POLITICS

Election reforms would bring big changes to campaign spending

02/04/2014 12:54 EST | Updated 04/06/2014 05:59 EDT
Some fundraising would be exempt from campaign spending limits under changes proposed by Canada's Conservative government in the election reform bill tabled today.

The change would essentially increase the amount parties can spend during federal elections, aside from a separate measure that would increase the cap for national and local campaigns by five per cent.

The measure would exempt as election expenses "the commercial value of services provided to a registered party for the purpose of soliciting — by mail, telephone or other electronic means — monetary contributions."

The exemption would apply to services soliciting donations from each person who has donated $20 or more to the party, any of its riding associations or candidates, or leadership candidates in the five years before an election.

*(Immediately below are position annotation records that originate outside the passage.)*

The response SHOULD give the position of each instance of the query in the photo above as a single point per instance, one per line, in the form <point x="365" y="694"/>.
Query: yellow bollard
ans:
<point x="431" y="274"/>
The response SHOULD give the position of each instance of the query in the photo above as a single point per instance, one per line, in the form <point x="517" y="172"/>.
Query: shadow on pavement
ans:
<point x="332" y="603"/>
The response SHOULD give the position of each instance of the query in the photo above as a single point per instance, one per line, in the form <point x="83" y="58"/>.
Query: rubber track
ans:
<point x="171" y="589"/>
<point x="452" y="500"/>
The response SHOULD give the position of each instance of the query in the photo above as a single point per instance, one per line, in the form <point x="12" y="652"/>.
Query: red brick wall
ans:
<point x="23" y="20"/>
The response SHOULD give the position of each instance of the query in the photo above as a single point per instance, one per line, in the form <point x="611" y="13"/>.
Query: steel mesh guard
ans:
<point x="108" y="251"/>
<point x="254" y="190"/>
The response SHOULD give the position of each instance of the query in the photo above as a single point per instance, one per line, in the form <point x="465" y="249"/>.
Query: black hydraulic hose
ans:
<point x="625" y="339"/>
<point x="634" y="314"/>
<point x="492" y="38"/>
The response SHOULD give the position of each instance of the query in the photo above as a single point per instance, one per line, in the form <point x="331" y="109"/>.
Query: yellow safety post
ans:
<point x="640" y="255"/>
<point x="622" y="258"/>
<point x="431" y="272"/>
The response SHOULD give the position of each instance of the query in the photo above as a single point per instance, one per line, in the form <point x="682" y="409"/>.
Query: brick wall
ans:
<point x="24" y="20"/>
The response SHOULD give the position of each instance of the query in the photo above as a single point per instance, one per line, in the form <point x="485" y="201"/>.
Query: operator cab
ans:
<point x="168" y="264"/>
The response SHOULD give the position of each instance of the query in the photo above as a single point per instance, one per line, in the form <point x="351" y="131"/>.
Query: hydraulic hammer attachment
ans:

Parties and candidates can spend thousands of dollars soliciting donations both in and out of an election campaign.

The measure isn't mentioned in the documents provided to reporters to explain the bill's proposed changes.

Warning of investigations

The act also proposes the commissioner of Elections Canada warn people who are under investigation.

"As soon as feasible after beginning an investigation, the Commissioner shall give written notice of the investigation to the person whose conduct is being investigated," the bill says.

It provides for the commissioner to decide not to notify someone who's under investigation if it could compromise the investigation or any other investigation. 

The bill also instructs the commissioner or anyone working for the commissioner not to disclose any information about an investigation, "including information that reveals or from which may be inferred ... the person whose conduct is being investigated or any witness."

The commissioner is responsible ensuring the election law is followed.